Regional myocardial and organ blood flow after myocardial infarction: application of the microsphere principle in man

AP Selwyn, MJ Shea, R Foale, JE Deanfield, R Wilson, CM de Landsheere, DL Turton, F Brady, VW Pike and DI Brookes

A physiologic means of measuring the distribution of cardiac output and regional myocardial blood flow has been developed that uses human albumin microspheres labeled with carbon-11 (11C) and external detection with positron emission tomography. Ten patients with previous myocardial infarction were studied to investigate the level of blood flow in normal and infarcted segments of the heart. After diagnostic catheterization, 4 to 6 mCi of 11C on 2 to 3 million sterile microspheres (15 to 20 micron) were mixed and injected into the apex of the left ventricle during timed withdrawal of arterial blood to obtain reference flow values.
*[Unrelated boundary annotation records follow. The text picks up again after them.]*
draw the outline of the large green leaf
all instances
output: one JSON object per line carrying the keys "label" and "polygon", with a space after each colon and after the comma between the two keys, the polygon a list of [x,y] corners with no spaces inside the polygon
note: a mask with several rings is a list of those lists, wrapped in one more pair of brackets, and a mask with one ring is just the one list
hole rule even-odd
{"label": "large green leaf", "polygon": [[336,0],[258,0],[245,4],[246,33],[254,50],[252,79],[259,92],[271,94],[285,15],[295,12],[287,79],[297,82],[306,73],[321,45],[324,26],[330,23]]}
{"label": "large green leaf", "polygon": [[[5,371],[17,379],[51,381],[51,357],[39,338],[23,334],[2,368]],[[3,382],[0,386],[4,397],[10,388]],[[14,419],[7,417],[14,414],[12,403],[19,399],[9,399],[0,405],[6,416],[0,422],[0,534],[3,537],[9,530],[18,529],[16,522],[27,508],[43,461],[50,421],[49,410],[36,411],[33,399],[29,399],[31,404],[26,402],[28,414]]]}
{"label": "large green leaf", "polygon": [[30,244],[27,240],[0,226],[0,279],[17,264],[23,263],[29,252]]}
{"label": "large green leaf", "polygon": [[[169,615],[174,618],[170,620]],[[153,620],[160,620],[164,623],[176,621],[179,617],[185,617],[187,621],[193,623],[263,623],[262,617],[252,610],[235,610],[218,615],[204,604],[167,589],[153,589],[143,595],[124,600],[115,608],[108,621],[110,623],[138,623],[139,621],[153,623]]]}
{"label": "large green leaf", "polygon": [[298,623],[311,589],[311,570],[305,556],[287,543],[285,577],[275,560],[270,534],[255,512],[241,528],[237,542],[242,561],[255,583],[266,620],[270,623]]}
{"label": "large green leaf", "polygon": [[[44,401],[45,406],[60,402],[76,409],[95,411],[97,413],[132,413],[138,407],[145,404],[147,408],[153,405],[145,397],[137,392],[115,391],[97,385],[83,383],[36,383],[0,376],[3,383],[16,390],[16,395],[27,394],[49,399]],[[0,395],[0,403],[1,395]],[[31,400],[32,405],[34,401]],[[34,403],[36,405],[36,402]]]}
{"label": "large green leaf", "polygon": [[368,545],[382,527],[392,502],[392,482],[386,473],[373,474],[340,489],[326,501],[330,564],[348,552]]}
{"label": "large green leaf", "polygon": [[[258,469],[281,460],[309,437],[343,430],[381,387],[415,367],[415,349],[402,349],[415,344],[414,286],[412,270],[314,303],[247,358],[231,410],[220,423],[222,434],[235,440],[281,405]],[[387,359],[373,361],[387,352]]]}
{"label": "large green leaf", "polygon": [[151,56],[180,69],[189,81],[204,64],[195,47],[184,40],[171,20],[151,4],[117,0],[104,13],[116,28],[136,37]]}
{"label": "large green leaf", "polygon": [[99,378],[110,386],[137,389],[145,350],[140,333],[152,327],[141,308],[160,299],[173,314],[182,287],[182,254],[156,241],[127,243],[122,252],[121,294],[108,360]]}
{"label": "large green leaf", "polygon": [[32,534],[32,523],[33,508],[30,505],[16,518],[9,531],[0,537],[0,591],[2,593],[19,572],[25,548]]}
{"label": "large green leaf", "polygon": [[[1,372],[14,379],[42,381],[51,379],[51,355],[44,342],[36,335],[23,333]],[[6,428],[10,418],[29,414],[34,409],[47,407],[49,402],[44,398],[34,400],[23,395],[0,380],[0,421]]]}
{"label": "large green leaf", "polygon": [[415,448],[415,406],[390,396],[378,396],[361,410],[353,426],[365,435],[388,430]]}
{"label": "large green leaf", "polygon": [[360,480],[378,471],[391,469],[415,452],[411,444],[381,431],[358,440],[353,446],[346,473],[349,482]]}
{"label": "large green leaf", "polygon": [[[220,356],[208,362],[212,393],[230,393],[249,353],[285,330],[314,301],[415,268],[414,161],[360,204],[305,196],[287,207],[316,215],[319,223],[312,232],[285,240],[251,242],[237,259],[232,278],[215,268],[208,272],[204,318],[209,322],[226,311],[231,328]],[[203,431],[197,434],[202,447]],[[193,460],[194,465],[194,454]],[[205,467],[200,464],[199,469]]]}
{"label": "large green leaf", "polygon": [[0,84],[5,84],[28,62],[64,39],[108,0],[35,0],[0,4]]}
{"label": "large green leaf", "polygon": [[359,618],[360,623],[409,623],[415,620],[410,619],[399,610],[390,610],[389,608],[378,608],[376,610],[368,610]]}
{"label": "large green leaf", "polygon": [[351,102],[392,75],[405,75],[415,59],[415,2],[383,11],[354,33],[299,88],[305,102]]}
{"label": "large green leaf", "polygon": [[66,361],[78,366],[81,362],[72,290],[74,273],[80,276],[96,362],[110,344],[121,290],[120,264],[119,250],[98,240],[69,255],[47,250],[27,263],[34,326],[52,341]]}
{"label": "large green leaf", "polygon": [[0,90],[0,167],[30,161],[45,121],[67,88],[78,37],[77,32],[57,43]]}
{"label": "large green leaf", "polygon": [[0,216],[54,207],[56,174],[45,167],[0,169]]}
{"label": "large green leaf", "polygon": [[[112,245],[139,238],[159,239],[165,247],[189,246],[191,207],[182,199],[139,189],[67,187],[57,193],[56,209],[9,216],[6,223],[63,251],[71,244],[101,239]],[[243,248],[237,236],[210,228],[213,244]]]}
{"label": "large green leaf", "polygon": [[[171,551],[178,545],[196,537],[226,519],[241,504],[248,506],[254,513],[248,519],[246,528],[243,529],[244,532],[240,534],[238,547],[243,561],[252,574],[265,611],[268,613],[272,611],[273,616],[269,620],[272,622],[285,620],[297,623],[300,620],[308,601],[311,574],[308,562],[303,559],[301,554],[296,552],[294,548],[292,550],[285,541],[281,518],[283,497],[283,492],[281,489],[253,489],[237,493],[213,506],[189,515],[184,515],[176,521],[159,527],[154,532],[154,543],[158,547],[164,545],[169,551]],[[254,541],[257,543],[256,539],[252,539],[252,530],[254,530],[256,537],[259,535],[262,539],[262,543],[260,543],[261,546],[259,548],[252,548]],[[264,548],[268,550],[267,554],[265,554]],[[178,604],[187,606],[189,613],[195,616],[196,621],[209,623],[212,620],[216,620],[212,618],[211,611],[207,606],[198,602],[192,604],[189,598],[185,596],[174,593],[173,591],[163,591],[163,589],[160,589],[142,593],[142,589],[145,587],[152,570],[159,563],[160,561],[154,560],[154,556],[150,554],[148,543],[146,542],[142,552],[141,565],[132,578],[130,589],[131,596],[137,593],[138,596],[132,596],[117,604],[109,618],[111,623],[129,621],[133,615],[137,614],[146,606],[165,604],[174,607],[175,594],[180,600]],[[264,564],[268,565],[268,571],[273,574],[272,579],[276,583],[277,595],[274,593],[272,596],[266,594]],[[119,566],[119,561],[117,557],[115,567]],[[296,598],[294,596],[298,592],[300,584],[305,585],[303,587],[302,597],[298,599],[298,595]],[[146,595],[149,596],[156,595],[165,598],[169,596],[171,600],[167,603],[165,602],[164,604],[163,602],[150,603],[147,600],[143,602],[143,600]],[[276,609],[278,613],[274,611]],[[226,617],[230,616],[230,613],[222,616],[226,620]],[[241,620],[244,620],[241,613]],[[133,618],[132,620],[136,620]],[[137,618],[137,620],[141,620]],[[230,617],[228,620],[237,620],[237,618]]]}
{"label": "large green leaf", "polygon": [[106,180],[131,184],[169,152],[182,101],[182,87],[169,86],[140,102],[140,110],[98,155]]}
Regional activity in brain, heart, lungs, liver, spleen, and kidneys was measured tomographically. Blood flow was calculated based on the relationship between total activity in a reference flow and tissue activity in tomograms of each organ (ml/min/100 g). No adverse effects were noted after injection of the microspheres. Successive myocardial tomograms showed no loss of activity. There were no significant differences in flow values in matched regions of paired organs. Mean cerebral flow was 52.4 +/- 10.0 ml/min/100 g in the frontal lobes, 54.4 +/- 8.8 in the temporal lobes, 67.6 +/- 8.2 in the occipital lobes, and 53.0 +/- 9.4 in the basal ganglia. Flow was 16.0 +/- 8.4 ml/min/100 g (range 0 to 40.0) in the center of infarcted myocardium and 82.0 +/- 32.0 in the remote segments. This method meets most of the demands for use of microspheres to measure tissue blood flow. The wide range of flow values in infarcted myocardium may be a function of infarct size, spatial resolution, or pathologic evidence of islands of viable tissue. Patients with angina had high flow values in the infarcted segment, whereas those with heart failure had significantly lower values. Surviving myocardium in the region of the infarct may need to be considered if patients complain of angina, particularly when treatment is aimed at preserving ventricular function.